1. A method for controlling a telerobotic robot (1) using an input device which comprises a movable actuator (3), having the following steps, which are repeated multiple times in particular: commanding (S50) a target pose of the telerobotic robot on the basis of a detected position of the actuator; andcommanding (S50) a target force of the actuator;wherein at least one virtual border is specified between a permissible and an impermissible region for the telerobotic robot, and the target force comprises a restoring force component starting from said border, said restoring force component counteracting an actuation of the actuator for commanding a movement of the telerobotic robot away from the border in the direction of the impermissible region.

2. The method according to claim 1, characterized in that the restoring force component simulates contact of the telerobotic robot with an obstacle.

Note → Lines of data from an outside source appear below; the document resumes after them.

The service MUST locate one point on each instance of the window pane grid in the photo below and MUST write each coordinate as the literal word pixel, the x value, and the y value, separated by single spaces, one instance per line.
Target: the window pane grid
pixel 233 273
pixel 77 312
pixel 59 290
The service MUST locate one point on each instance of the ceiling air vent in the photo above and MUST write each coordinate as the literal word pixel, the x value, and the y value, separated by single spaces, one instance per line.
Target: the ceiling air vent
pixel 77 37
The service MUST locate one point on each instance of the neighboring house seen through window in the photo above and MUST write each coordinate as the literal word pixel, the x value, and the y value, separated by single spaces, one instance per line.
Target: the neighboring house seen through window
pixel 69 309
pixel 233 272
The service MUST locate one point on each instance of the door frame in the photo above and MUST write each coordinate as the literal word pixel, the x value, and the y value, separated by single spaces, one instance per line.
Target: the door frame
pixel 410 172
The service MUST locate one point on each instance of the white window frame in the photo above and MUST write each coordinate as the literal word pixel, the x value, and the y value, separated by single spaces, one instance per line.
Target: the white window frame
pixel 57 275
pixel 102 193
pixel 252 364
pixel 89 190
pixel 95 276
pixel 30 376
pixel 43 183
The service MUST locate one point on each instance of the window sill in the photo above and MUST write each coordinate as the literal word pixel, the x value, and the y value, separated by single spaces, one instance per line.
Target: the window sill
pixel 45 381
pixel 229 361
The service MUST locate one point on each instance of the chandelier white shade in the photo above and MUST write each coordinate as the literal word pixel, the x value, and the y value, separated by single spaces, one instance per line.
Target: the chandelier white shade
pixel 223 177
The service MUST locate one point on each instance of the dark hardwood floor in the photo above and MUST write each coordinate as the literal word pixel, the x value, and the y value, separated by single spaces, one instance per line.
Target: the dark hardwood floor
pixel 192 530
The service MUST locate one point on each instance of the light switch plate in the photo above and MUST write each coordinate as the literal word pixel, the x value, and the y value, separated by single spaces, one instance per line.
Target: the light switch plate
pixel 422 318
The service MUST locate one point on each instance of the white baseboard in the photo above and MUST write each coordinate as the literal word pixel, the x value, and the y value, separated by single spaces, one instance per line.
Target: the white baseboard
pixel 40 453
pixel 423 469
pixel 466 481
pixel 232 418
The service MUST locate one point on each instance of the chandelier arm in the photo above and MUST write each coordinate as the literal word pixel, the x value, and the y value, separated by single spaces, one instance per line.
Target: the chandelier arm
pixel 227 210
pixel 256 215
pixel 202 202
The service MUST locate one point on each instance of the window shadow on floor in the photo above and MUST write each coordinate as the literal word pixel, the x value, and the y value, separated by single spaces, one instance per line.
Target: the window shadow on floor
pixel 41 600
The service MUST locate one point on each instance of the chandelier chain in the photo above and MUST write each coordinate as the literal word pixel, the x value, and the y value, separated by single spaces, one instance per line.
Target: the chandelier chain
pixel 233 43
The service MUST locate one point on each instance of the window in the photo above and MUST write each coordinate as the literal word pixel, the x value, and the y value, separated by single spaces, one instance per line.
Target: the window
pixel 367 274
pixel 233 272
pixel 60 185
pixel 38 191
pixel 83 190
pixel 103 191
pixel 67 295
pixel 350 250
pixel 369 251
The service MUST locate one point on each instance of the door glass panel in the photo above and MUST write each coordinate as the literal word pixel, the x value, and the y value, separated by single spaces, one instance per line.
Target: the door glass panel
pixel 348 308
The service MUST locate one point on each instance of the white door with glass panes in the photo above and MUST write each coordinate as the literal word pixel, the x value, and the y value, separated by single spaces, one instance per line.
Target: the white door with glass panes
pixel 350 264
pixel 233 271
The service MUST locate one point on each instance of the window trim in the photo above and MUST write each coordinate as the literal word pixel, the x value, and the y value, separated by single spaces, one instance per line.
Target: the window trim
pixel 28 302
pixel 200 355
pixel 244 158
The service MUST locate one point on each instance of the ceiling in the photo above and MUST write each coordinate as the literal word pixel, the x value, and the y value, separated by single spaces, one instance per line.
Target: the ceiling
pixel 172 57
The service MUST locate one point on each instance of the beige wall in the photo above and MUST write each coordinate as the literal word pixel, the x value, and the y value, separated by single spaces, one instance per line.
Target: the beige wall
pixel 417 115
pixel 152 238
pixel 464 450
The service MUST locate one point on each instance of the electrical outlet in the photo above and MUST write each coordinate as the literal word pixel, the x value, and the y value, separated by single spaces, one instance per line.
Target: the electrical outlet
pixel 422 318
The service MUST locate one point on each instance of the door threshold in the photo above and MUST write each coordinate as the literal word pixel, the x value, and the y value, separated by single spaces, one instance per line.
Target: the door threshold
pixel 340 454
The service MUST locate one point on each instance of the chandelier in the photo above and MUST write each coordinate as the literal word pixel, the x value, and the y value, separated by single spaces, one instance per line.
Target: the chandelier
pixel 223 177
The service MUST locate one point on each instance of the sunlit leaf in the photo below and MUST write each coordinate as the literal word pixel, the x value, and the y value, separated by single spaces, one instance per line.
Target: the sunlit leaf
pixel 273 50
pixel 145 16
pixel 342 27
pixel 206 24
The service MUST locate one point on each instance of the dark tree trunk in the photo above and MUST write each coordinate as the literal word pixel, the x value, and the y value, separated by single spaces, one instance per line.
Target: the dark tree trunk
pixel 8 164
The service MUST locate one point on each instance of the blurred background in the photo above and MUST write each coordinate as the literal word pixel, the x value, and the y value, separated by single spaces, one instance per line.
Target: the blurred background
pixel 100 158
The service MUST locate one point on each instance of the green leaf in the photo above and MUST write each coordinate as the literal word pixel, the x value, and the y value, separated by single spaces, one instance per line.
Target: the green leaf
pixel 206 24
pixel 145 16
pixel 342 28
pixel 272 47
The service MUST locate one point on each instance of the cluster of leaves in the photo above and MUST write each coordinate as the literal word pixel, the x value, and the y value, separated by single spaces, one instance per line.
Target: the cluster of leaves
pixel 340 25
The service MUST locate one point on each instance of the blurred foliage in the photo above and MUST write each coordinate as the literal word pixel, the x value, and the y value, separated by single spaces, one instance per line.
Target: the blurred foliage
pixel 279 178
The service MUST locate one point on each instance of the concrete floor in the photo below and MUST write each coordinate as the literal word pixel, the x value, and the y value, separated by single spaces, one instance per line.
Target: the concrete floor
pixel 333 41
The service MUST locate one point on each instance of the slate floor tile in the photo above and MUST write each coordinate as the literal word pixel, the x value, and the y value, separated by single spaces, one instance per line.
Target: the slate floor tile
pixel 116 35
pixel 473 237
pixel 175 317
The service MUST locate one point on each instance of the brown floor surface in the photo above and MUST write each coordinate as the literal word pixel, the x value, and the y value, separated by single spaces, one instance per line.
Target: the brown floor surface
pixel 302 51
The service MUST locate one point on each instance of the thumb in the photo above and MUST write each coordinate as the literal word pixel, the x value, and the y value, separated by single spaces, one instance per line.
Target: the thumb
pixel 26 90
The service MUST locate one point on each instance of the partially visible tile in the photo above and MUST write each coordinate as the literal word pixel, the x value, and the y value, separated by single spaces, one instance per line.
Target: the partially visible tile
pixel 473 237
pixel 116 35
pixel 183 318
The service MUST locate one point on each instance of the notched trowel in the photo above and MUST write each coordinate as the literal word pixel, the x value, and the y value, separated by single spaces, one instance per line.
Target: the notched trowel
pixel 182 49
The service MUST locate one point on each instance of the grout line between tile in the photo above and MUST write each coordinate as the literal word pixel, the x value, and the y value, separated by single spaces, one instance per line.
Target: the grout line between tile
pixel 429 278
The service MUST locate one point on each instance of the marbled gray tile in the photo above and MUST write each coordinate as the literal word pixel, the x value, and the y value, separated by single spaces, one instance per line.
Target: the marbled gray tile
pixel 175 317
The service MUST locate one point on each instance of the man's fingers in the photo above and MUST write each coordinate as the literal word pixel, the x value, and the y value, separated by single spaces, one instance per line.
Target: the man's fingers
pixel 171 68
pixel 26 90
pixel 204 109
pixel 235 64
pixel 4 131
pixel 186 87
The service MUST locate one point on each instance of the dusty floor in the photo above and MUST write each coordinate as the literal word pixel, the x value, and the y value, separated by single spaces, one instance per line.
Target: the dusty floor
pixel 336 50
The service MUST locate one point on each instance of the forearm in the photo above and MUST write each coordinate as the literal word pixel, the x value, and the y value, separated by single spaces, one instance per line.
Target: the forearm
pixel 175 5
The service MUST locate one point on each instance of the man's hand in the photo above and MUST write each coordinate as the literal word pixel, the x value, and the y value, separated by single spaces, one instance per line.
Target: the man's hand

3. The method according to any of the preceding claims, characterized in that the restoring force component is a force of a virtual compression spring, in particular a virtual compression spring which is only tensioned by a movement of the telerobotic robot away from the border in the direction of the impermissible region and/or an actuation of the actuator for commanding a movement of the telerobotic robot away from the border in the direction of the impermissible region and/or the spring force of which depends on a current and/or previous position of the actuator and/or on a current and/or previous pose of the telerobotic robot and/or on a specified spring stiffness of the virtual compression spring and/or on a specified scaling between adjustments of the actuator and movements of the telerobotic robot.

4. The method according to any of the preceding claims, characterized in that commanding a movement of the telerobotic robot starting from the border in the direction of the impermissible region is suppressed during an actuation of the actuator for commanding this movement of the telerobotic robot.

5. The method according to any of the preceding claims, characterized in that the virtual border is specified as a virtual wall in a working space of the telerobotic robot or as a virtual stop of at least one joint of the telerobotic robot.

6. The method according to any of the preceding claims, characterized in that the target force comprises a force feedback component which depends on an external force on the telerobotic robot, and in particular emulates said external force, if necessary in a scaled manner.

7. The method according to any of the preceding claims, characterized in that the target force comprises a damping component which depends on an adjustment speed of the actuator.

8. A system for controlling a telerobotic robot (1) using an input device which comprises a movable actuator (3) which is set up to carry out a method according to any of the preceding claims and/or comprises: means for specifying at least one virtual border between a permissible and an impermissible region for the telerobotic robot;means for commanding a target pose of the telerobotic robot on the basis of a detected position of the actuator; andmeans for commanding a target force of the actuator,wherein the target force comprises a restoring force component starting from the virtual border, said restoring force component counteracting an actuation of the actuator for commanding a movement of the telerobotic robot away from the border in the direction of the impermissible region.

9. A computer program or computer program product, wherein the computer program or computer program product contains instructions, in particular stored on a computer-readable and/or non-volatile storage medium, which instructions, when executed by one or more computers or a system according to claim 8, cause the computer(s) or the system to carry out a method according to any of claims 1 to 7.